May ISM services index 54.5 vs 53.8 expected
- Business activity index vs 55.9 prior
- Employment 47.9 vs 48.0 prior
- New orders 57.3 vs 53.5 prior
- Prices paid 71.3 vs 70.7 prior
- Supplier deliveries vs 56.8 prior
- Inventories vs 53.1 prior
- Backlog of orders vs 53.0 prior
- New export orders vs 52.1 prior
- Imports vs 54.7 prior
- Inventory sentiment vs 55.1 prior
The details are a tad worse than the headline and that prices paid number is worrisome. Despite several indicators showing a better jobs market, this one is still in contraction.

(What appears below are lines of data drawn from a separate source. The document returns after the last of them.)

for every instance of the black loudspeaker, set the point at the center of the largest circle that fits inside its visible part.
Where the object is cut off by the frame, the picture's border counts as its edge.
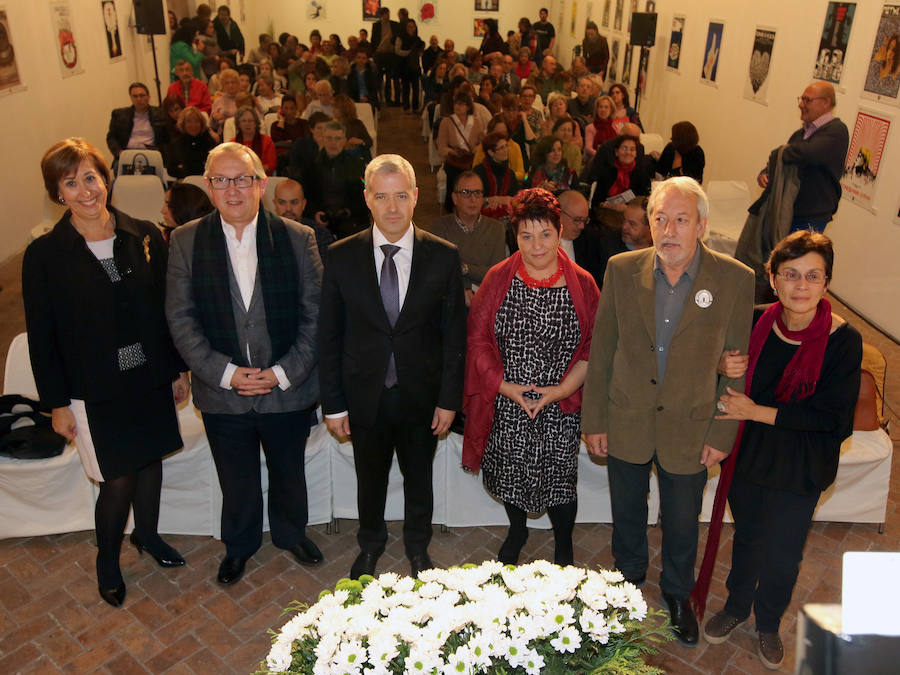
(149, 17)
(643, 29)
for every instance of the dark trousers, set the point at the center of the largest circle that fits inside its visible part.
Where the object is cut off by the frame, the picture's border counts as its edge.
(373, 450)
(770, 528)
(234, 441)
(681, 498)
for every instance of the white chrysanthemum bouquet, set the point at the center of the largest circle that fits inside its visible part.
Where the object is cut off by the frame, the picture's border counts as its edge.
(491, 618)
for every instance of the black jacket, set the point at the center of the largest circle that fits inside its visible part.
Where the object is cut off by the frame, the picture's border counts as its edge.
(121, 122)
(74, 315)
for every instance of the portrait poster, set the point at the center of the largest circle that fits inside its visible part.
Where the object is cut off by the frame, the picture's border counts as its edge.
(111, 30)
(883, 75)
(867, 141)
(9, 69)
(64, 38)
(834, 41)
(756, 87)
(711, 52)
(427, 11)
(613, 72)
(673, 58)
(371, 9)
(626, 64)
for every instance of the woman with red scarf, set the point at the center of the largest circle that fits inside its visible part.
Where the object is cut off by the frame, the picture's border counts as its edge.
(247, 121)
(530, 327)
(801, 389)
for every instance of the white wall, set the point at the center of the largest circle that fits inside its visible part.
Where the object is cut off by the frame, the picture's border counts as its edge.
(52, 107)
(738, 134)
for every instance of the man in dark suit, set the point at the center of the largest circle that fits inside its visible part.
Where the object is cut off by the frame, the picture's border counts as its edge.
(665, 317)
(242, 301)
(392, 340)
(138, 126)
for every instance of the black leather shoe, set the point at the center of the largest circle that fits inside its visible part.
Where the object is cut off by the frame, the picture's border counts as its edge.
(419, 562)
(683, 621)
(165, 556)
(364, 564)
(230, 570)
(114, 596)
(307, 553)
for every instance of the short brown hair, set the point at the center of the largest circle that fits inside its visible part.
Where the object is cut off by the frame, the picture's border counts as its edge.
(798, 244)
(63, 158)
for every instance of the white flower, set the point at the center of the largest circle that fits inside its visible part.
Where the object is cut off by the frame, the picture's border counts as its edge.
(567, 640)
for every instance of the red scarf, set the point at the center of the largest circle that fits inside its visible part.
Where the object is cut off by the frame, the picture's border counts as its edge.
(603, 131)
(797, 382)
(623, 179)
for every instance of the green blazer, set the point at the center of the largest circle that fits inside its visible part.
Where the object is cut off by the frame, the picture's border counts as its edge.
(622, 397)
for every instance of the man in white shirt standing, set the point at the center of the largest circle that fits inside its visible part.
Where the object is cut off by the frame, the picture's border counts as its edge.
(242, 302)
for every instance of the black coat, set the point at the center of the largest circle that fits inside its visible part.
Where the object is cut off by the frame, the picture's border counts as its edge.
(74, 315)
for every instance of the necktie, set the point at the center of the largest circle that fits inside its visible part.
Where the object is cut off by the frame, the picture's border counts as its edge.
(390, 296)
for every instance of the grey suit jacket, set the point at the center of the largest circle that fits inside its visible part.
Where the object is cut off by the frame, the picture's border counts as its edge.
(622, 397)
(207, 365)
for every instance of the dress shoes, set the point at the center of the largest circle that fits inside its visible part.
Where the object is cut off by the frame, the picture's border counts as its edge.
(419, 562)
(114, 596)
(230, 570)
(683, 621)
(364, 564)
(165, 555)
(307, 553)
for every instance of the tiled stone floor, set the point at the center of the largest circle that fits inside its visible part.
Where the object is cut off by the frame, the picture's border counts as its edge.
(180, 621)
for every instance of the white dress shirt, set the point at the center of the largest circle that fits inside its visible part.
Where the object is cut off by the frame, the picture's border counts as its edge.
(244, 263)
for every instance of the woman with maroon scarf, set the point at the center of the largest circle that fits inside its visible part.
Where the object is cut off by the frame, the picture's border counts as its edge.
(530, 327)
(801, 389)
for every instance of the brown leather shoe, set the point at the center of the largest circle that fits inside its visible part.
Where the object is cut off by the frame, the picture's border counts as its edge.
(770, 650)
(719, 627)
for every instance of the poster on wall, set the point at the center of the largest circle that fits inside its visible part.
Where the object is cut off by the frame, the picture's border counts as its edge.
(111, 26)
(756, 87)
(711, 52)
(860, 175)
(883, 76)
(427, 11)
(64, 38)
(9, 70)
(371, 9)
(673, 58)
(834, 41)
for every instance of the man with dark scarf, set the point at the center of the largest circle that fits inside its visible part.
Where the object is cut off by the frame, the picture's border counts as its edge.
(242, 303)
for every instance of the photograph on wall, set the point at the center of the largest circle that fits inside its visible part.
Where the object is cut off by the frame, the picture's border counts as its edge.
(834, 41)
(883, 76)
(9, 71)
(111, 26)
(64, 38)
(371, 9)
(867, 141)
(673, 58)
(427, 11)
(711, 52)
(756, 87)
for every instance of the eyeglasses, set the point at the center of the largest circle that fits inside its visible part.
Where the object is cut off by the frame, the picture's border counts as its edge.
(577, 220)
(222, 182)
(812, 277)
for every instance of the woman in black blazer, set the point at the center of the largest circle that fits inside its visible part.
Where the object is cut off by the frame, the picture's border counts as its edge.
(101, 354)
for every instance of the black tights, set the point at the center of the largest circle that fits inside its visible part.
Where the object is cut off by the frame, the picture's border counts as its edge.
(562, 517)
(140, 489)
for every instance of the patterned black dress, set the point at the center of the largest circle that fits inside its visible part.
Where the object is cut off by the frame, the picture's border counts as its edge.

Before today's report, the ISM services report showed the U.S. services sector remained in expansion through April, though the details were more mixed than the headline suggested. The Services PMI slipped to 53.6 from 54.0 in March, marking the 22nd straight month above the 50 threshold. Business activity improved to 55.9, suggesting current demand remained resilient, but new orders fell sharply to 53.5 from 60.6, indicating that March’s surge may have reflected some front-loading ahead of expected price increases. Employment remained the weak spot, contracting for a second straight month at 48.0, even with some improvement from March’s 45.2 reading.
The inflation signal was harder to dismiss. The prices index held at 70.7, matching the highest reading since October 2022 and staying above 60 for a 17th consecutive month. ISM respondents continued to cite higher oil, fuel, freight, labor and commodity costs, with no commodities listed as down in price. Supplier deliveries also slowed further, while backlogs stayed in expansion for a third month. Overall, the report pointed to a services economy still growing, but with softer forward demand, cautious hiring and persistent cost pressure.